StorageCraft recently released findings from an independent global research study on attitudes and experiences of IT decision-makers (ITDM) around data management. The study, commissioned by StorageCraft, reveals global concern surrounding the business impact and risk from rampant and unrestricted data growth. In addition to this, the research shows that the IT infrastructures of many businesses are struggling and often failing to provide business continuity in the event of severe data outages.

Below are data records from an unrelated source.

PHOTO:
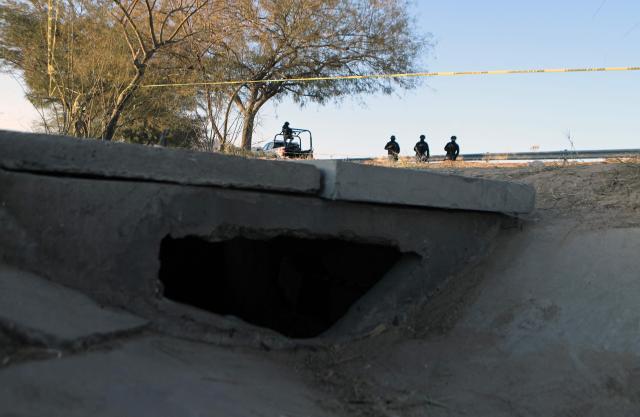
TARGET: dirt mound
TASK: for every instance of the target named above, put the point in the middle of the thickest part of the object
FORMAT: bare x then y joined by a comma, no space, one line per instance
548,325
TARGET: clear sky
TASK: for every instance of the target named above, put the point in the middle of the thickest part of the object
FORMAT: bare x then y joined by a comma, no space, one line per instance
487,113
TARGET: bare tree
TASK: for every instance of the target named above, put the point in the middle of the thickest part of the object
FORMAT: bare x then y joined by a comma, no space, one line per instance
276,39
148,26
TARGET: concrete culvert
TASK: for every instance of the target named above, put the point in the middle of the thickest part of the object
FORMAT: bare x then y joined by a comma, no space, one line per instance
297,287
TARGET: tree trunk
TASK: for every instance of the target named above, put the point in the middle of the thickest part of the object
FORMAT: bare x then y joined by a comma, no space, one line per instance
121,102
249,118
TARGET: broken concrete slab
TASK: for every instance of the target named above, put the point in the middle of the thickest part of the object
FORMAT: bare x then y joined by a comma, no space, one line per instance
52,313
157,376
364,183
97,159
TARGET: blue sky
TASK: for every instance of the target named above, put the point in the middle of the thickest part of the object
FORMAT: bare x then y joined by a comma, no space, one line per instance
487,113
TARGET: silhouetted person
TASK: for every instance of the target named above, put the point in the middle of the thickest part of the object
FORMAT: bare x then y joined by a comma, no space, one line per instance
422,150
287,132
452,149
392,148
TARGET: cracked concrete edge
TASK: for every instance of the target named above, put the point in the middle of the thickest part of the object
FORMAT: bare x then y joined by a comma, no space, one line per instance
349,181
30,307
60,155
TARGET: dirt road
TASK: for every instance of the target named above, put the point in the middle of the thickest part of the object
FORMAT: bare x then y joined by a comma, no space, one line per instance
548,325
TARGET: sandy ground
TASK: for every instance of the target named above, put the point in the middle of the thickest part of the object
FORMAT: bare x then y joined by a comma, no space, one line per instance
548,325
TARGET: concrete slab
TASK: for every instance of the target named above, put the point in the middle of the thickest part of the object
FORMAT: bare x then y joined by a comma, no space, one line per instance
372,184
92,158
157,377
38,307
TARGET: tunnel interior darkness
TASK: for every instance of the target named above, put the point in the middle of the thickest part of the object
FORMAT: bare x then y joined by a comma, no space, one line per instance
298,287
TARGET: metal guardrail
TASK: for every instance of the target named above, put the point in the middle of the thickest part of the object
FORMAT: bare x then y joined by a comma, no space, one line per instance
525,156
561,155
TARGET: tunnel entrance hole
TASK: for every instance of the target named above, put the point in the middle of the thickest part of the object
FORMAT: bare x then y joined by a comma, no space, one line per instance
297,287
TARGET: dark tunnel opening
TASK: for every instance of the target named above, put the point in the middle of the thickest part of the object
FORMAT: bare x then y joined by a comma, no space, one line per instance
297,287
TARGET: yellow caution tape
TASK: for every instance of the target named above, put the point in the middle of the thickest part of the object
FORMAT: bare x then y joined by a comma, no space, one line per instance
403,75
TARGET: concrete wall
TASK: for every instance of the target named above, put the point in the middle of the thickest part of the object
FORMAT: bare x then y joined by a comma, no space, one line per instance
102,234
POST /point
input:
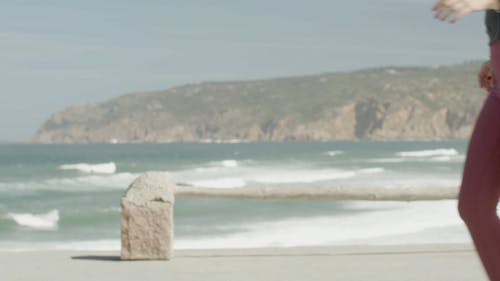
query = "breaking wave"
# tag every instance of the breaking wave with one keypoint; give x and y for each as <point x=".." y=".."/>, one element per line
<point x="429" y="153"/>
<point x="46" y="221"/>
<point x="103" y="168"/>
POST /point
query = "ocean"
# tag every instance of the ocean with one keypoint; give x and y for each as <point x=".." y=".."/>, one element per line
<point x="67" y="197"/>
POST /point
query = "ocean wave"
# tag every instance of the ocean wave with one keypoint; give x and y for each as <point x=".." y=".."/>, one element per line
<point x="90" y="245"/>
<point x="68" y="184"/>
<point x="48" y="221"/>
<point x="228" y="163"/>
<point x="304" y="176"/>
<point x="121" y="181"/>
<point x="429" y="153"/>
<point x="334" y="152"/>
<point x="341" y="230"/>
<point x="386" y="160"/>
<point x="375" y="170"/>
<point x="220" y="183"/>
<point x="103" y="168"/>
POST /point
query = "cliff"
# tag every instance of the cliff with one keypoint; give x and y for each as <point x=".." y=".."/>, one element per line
<point x="382" y="103"/>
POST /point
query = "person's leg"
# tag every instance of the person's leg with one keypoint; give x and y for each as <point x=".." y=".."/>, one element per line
<point x="480" y="188"/>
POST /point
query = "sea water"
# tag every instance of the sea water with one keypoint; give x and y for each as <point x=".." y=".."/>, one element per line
<point x="68" y="196"/>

With organizations reporting an average hourly cost of server downtime being between $301,000 — $400,000, it is essential that businesses have the ability to identify business-critical data and applications while also having a disaster recovery plan in place. Not all data is of equal value with regard to essential processes, therefore, organizations must have an orchestrated data recovery process from backup aligned to critical business requirements.
In a press statement, VP of Marketing and Product Management at StorageCraft, Shridar Subramanian said, the business problem is no longer ‘if’ but ‘when’ and ‘how’ will a data outage happen. Data backup is absolutely important, but today, it’s simple table stakes. The most important question to ask is ‘how fast will we recover?’ and then to validate the answer. With the introduction of World Data Recovery Day, we want to work with other industry leaders to raise urgent awareness that we are now in the ‘recovery era’! Our goal is to provide a focal point to educate IT leaders worldwide on best practices that help organizations ensure they are adequately prepared to deal with a possible — and likely — failure of their IT infrastructure.”